A curious challenge for linguistic theory is linked to the well-known empirical observation that such changes in word order, despite being important for encoding information structure-relevant notions, are nevertheless optional, i.e., the same semantics can be expressed without permuting the word order of a sentence. This latter property, known as the optionality of syntactic movement, which has been especially difficult to capture in formal linguistic frameworks, is the focus of the present project, which hypothesizes several reasons for such optionality.

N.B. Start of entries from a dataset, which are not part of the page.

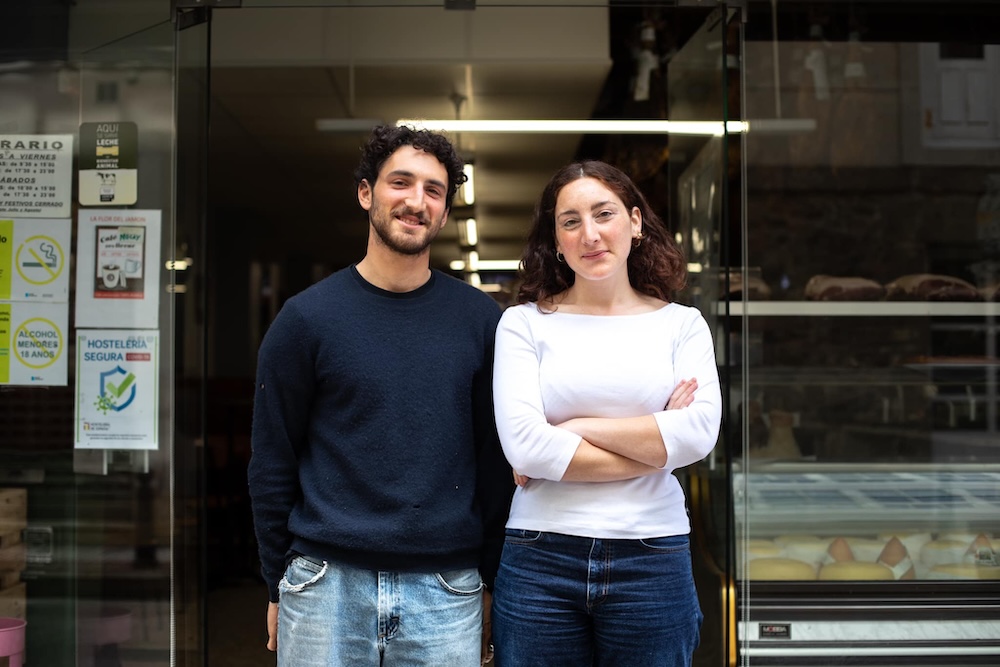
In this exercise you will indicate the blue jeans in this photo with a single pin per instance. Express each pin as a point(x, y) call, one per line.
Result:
point(578, 601)
point(332, 615)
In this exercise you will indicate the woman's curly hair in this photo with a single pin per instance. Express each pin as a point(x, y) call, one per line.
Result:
point(656, 267)
point(386, 140)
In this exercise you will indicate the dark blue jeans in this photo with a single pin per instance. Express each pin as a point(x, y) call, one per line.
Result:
point(576, 601)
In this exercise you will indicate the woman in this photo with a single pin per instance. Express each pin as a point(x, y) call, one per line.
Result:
point(602, 387)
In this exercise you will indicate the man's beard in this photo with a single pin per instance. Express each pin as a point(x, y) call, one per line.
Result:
point(399, 241)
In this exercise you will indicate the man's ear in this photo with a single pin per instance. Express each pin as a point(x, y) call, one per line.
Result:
point(365, 194)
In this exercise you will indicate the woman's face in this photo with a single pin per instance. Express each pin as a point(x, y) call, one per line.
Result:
point(594, 229)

We hypothesize that for various word orders in Ukrainian and Russian, which we concentrate on, there is an additional means of signaling the same information structural notions, namely prosody, or intonation. In other words, if this hypothesis is correct, there may not be true optionality of syntactic movement to speak of, there is only a choice for the speaker regarding how to encode the intended semantics, via syntactic means (permutation of word order), or via prosodic means (adjustment of prosody). That this hypothesis may be correct is suggested by recent work on Ukrainian Object Shift, a syntactic operation that obligatorily encodes partitivity/specificity semantics for the shifted object, where prosodic encoding is shown to function as an alternative to the syntactic operation of Object Shift. Another hypothesis that could account for at least some of the empirical data is that syntactic labels such as SVO, SOV, OVS, VSO (which are used to mark different relative ordering of Subject, Object and Verb as the main sentence constituents) are non-unique identifiers, meaning that behind each label there could be multiple or at least non-unique mappings of syntactic structure to prosodic contour and information structure. Finally, we hypothesize that two syntactic operations, Argument Inversion and Object Shift, identified through earlier work, constitute the syntactic core of the permuted word orders in question, thus to a large extent accounting for the greater flexibility of word order in these and other discourse configurational Slavic languages that set them apart from fixed word order languages such as English.
The findings of the project are expected to have important implications not only for the rest of the Slavic language family, but also for languages with the more restricted freedom of word order permutations, by improving our understanding of the mechanisms underpinning word order permutability and their restrictions.